Tangled in the ThreadsJon Udell, January 12, 2000
Simple charting for the WebAlternate approaches to serving up the numbers
This week, Randy Switt posed a question about charting data for delivery on the Web:
What I have is a set of data (text only, could be formatted in any reasonable way) that is updated about once every 15 minutes. What I need to do is take this data, convert it into a chart (not sure what form right now, but I'm guessing some sort of bar chart or x-y graph) and post it to a web page in such a way that the web page is always up to date. What would be the simplest approach to do this? I figure when XML becomes more widespread this would be trivial, but right now I'm not sure where to start with it. My main web server is IIS4 on NT4, but I can put it on a secondary Linux/Apache server if need be.
Have a look at:
This library is powerful and comes with Perl and Python interfaces. Runs fine on Linux but has not been ported to NT.
Like many open-source and freeware graphics tools, this one -- Bruce Verderaime's GDCHART -- is based on Thomas Boutell's gd, an image-generating library written in C. I hadn't previously heard of GDCHART -- which is evidently very powerful! -- but had used GIFgraph, a Perl module by Martien Verbruggen which relies on GD.pm, another Perl interface to GD written by Lincoln Stein.
Since Randy's primary Web server is NT-based, I mentioned that GD.pm and GIFgraph.pm are available as pre-built Net-installable packages from the ActiveState site. That means if you have ActiveState Perl installed, you can add these modules over the Net like this:c:\perl> ppm ppm> install gd ppm> install gifgraph
What about LZW?
As soon as I said that, I got to wondering about the PNG (Portable Network Graphics) issue. Since the Unisys patent on LZW compression remains in effect until 2003 (according to the Free Software Foundation's "Why no GIFs?" page), is it kosher to use these image-making tools?
For GDCHART the answer is yes, but the reason is that it uses an older version 1.3 of gd, which employs a patent-free Run Length Encoding algorithm rather than LZW. Says the author of GDCHART in a readme file:
GDCHART uses gd1.3, which is supplied in its entirety. See accompanying text. gd1.3 does NOT use LZW. The result is larger GIF file sizes :-(
GDCHART also works with gd1.2, which employs LZW - small GIF sizes. If you have a LZW license, feel free to use GDCHART with gd1.2. It's sure to be found on the net.

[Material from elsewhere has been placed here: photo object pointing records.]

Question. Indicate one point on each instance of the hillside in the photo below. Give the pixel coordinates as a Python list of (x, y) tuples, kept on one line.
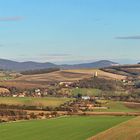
[(30, 65), (126, 70)]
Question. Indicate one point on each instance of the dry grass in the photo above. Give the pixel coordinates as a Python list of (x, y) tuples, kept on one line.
[(4, 90), (54, 76), (29, 101), (100, 73), (129, 130)]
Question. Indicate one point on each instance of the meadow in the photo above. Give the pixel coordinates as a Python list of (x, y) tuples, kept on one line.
[(129, 130), (64, 128), (30, 101)]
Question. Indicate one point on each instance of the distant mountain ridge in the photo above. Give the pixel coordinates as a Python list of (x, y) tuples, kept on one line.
[(30, 65)]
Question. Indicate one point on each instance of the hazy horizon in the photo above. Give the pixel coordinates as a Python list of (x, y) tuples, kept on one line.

If you don't have a LZW license, use gd1.2 at your own risk!
What about GD.pm and GIFGraph? There's good news on this front. The current version of GD.pm is built on gd 1.6.7, which produces PNG files, not GIF files. And the GIFGraph charting module has been ported, by Steve Bonds, to a PNG-oriented alternate version called PNGGraph.
I found PNGGraph to be a drop-in replacement for GIFGraph. Here's a snippet of code that charts activity on my website:my @chart_data = ( \@days, \@files, \@hosts, ); my $chart = new PNGgraph::lines(800,600); $chart->set_legend( 'daily hosts', 'daily files', ); $chart->set_legend_font(GD::gdMediumBoldFont); $chart->set_x_axis_font(GD::gdMediumBoldFont); $chart->set_y_axis_font(GD::gdMediumBoldFont); $chart->set_x_label_font(GD::gdMediumBoldFont); $chart->set_y_label_font(GD::gdMediumBoldFont); $chart->set_title_font(GD::gdMediumBoldFont); $chart->set( dclrs => [ qw(blue red) ] ); $chart->set( x_label => 'days', y_label => 'files, hosts', title => 'udell.roninhouse.com', y_max_value => 1500, y_tick_number => 10, x_label_skip => 1, x_labels_vertical => 1, x_label_position => .5, line_width => 3, long_ticks => 1, x_ticks => 0, legend_placement => 'RT', ); $chart->plot_to_png( "stats.png", \@chart_data );
The result is nothing fancy, just a simple (and legal!) line chart.
Finally, Alan Shutko suggested GNUplot, one of whose output formats -- PBM -- can be converted to many formats (including PNG) using Jef Poskanzer's pbmplus.
Fresh data: evaluating the tradeoffs
The discussion then turned to ways of minimizing the work required to keep Randy's chart up-to-date.
Ricardo Banffy suggests two approaches:
1) An applet on the page would request, via HTTP, a URL that would return the data (maybe in XML form or something convenient for parsing). The applet would then generate the graph.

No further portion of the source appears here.